Respect for All Religions
For peace and harmony to exist in any pluralistic society, it is important to have respect for all religions. Those who wish to be respected must also show the same respect for others. In the past, religion has acted as a great dividing line and has spurred and continues to provoke among some incidents of violence and hatred. We must learn to respect other religions, but what does this respect involve?
1. It means to respect fellow humans as humans, first of all, as our neighbors. It means to show ourselves as good neighbors to them.
2. It means to respect the religiosity in humans, their quest, their pursuit for spirituality, for purity, for a good life, for a transcendent ideal that lifts us above the world of mere brutes.
3. It means to respect the confessions of saints, of communities, regarding their longing to know the unknown, to be delivered from darkness to light.
4. It means to respect their literature of wisdom and deep meditation on serious life truths.
5. It means to respect their freedom of choice, their convictions, their freedom of conscience and not consider them inferior for their choice or for any changes they make in their convictions on the basis of proper reasons.
6. It means to respect their attempts to rationally (not disrespectfully or violently) communicate their understanding of their beliefs to people.

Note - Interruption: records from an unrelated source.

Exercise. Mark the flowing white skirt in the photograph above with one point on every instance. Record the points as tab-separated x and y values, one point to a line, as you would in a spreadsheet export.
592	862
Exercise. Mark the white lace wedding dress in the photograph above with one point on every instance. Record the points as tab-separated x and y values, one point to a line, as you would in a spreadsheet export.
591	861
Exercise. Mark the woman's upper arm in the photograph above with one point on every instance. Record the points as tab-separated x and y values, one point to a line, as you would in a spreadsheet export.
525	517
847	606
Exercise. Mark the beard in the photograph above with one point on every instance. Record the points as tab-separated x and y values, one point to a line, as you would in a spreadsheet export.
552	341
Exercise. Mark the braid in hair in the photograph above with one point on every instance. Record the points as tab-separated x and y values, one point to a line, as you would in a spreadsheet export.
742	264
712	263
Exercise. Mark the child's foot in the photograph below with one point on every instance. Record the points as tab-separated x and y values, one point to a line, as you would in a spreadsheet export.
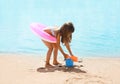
49	66
56	63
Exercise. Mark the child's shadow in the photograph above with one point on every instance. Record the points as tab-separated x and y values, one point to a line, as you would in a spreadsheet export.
75	69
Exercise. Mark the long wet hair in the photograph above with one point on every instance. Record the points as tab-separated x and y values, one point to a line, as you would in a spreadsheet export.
66	31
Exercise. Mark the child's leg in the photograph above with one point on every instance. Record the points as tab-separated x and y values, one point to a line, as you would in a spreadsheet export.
55	53
49	52
48	56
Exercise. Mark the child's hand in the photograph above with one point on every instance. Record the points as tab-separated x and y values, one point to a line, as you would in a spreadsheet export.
66	56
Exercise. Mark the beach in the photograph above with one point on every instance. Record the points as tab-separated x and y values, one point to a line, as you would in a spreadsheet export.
29	69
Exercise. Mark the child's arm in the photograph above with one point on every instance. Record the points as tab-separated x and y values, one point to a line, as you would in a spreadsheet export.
59	47
68	48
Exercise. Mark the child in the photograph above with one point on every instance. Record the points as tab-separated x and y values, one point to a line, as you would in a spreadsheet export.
64	35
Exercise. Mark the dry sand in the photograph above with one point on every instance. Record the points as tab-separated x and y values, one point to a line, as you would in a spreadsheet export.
27	69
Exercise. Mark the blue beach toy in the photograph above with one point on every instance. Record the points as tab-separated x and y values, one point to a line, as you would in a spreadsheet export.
69	62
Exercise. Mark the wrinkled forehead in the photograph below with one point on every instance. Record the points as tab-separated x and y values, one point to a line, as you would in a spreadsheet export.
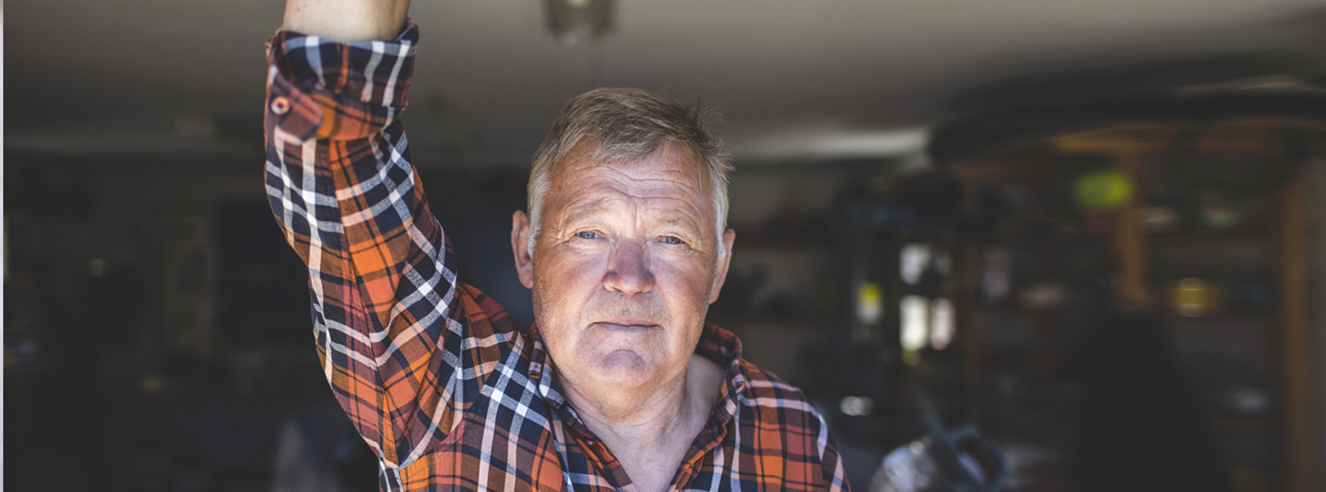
670	161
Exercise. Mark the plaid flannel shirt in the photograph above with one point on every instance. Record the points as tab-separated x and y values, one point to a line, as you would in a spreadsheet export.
432	373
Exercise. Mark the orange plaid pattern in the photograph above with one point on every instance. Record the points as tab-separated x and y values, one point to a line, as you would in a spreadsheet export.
432	373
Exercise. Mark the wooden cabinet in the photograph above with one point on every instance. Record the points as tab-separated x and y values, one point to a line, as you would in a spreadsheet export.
1223	279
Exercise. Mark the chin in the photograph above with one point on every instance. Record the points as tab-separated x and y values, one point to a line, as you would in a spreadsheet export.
623	368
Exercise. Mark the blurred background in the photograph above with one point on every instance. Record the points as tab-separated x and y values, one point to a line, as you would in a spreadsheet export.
1091	230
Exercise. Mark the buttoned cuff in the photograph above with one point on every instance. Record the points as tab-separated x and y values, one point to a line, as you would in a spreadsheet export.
320	89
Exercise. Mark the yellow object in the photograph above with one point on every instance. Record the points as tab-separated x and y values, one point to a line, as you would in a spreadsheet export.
1194	297
1103	190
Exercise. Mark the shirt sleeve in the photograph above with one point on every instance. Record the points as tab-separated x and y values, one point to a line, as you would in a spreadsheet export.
386	304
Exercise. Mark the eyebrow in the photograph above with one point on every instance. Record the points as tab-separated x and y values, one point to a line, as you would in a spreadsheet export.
668	216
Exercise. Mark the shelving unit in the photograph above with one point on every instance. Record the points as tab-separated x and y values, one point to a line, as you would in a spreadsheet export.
1249	361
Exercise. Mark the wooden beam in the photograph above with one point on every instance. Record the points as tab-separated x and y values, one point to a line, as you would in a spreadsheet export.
1296	337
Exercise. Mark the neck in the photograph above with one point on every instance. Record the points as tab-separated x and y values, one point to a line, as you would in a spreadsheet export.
650	430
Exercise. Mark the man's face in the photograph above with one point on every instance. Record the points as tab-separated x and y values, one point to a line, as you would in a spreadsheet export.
626	264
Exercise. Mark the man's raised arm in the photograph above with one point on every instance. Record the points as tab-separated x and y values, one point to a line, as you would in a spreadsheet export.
386	309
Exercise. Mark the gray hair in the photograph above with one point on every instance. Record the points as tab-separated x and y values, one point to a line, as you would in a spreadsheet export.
629	125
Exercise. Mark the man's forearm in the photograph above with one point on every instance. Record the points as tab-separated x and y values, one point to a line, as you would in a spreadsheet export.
346	20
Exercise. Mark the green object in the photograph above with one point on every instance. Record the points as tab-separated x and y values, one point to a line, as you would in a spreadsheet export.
1103	190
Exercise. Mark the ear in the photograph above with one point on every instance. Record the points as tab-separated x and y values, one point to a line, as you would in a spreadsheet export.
722	275
521	249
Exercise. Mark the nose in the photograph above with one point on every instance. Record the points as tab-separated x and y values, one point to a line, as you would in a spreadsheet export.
629	269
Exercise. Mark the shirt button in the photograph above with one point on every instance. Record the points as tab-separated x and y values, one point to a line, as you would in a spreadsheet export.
280	105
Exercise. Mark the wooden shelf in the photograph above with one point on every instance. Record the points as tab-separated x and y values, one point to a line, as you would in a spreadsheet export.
1243	425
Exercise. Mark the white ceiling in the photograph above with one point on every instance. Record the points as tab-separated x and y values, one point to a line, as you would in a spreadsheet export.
796	80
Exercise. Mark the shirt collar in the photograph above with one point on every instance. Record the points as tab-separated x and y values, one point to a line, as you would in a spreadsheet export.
716	344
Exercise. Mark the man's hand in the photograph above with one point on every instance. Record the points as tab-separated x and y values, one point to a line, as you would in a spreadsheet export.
346	20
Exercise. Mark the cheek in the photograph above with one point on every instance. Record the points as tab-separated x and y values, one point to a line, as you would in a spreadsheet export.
565	279
684	284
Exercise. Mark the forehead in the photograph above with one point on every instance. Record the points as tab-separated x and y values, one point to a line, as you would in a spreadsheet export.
671	173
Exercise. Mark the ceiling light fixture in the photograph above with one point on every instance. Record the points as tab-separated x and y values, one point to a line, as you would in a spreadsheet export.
576	20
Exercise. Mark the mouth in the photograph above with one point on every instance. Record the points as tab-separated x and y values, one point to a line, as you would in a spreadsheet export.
626	324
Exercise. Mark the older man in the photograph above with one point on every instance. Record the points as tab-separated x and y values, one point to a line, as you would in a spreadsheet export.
619	385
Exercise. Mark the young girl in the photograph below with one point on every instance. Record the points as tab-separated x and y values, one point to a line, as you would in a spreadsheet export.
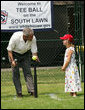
72	80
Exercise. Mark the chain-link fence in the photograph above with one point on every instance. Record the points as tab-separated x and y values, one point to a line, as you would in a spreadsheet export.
68	17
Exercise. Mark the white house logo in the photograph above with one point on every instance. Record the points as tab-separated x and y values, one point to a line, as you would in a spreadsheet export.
4	16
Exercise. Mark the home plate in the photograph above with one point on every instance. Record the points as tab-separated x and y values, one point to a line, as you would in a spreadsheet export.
53	96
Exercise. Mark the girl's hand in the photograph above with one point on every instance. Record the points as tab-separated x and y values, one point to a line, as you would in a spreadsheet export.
14	63
63	68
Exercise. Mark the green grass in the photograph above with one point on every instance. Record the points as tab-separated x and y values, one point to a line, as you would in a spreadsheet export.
50	82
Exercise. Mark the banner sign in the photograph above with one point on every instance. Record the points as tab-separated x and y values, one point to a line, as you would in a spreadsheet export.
15	15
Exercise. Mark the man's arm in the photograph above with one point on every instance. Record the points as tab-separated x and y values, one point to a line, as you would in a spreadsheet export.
11	58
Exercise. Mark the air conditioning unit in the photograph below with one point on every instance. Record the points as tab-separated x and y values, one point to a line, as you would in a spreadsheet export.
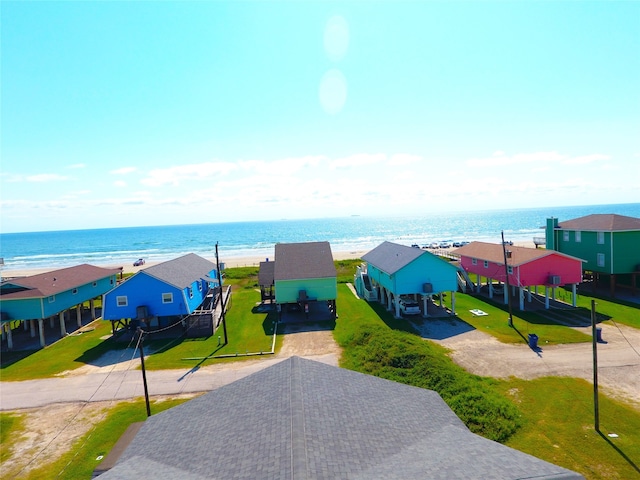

7. It means to respect them as invaluable members of human society and consider each individual as precious.
But, it does not mean:
1. To think that all contradictory views are equally true. This is illogical.
2. To try to justify oppressive and discriminatory elements in religions.
3. To syncretize or try to blend religions into a new religion. It solves nothing.
4. To keep away from trying to understand faiths of people.
5. To stop sharing your faith with others, if you believe it is true and will help individuals, society, and the nation.
I don't think religious tolerance is the main issue. The main issue is to learn to love our neighbors as ourselves, regardless of their religion.